A district presenter said the new law requires plans to "outline who is responsible for responding and must be integrated with local [agencies]." The presenter also described training expectations for students and staff: the law does not require every student and staff member to be trained to use an AED but expects basic awareness — where AEDs are located and how cabinets open.
The board approved a resolution to establish a 30-day public comment period on the revised districtwide safety plan. As read at the meeting, the motion described a public-comment window beginning October 27, 2025 and ending in November 2025; board members approved the resolution by voice vote.
Clarifying details provided at the hearing: the presenter said the district's inventory of AEDs is approximately 11 ("I think the last time I thought this was about 11") and noted that AEDs and cabinets are tested annually. The presenter asked the community to submit comments during the public-comment period; the district will return to a future board meeting to adopt the plan after the comment period closes.

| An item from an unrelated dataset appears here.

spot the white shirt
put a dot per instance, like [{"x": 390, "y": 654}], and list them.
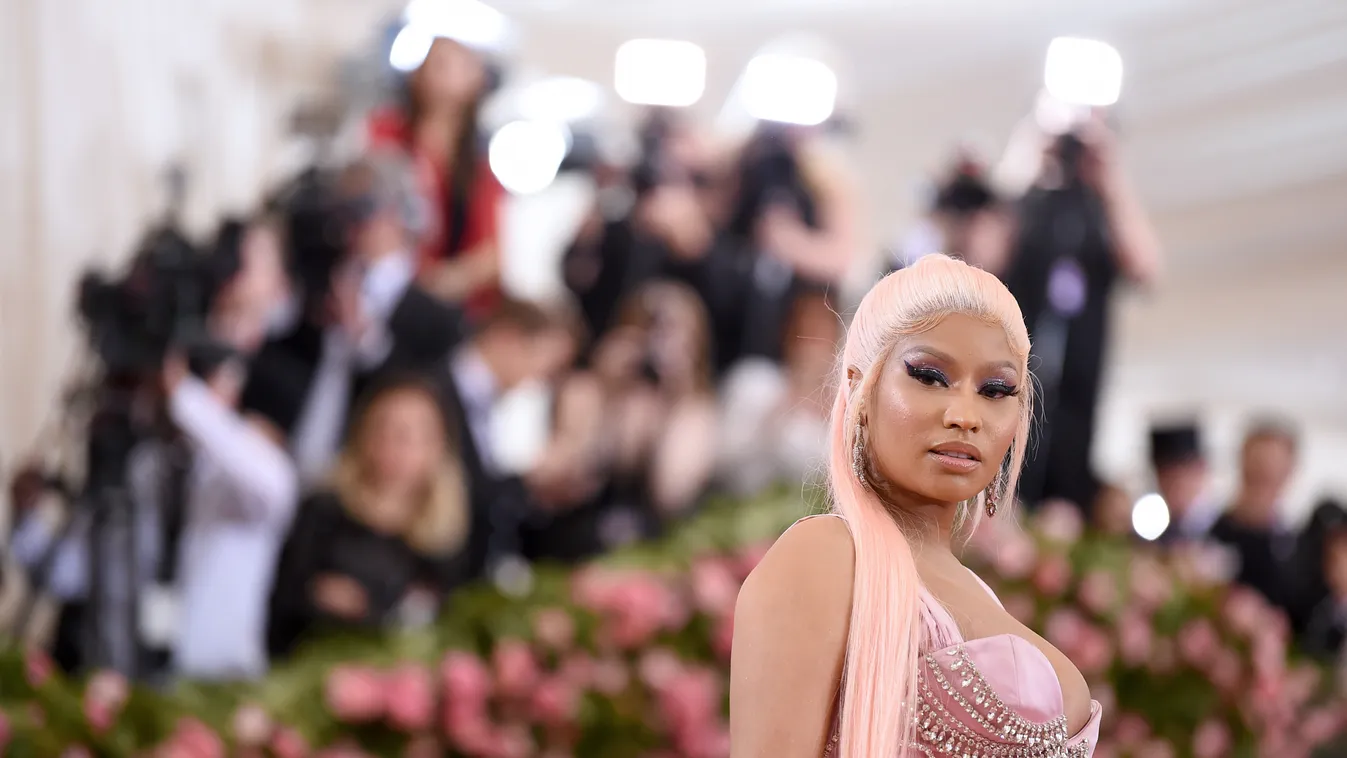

Why it matters: the change moves some lifesaving operational details from building-level plans (not publicly posted) into a districtwide document that the public can review and comment on, increasing transparency about where AEDs are kept, who is responsible in an emergency and how training will be provided.
Board action: the board approved the resolution to open a 30-day public comment period and later approved routine items; no final adoption of the revised plan occurred at the meeting. Community members were invited to submit written comments during the posted period and the board said it will consider public input before final adoption.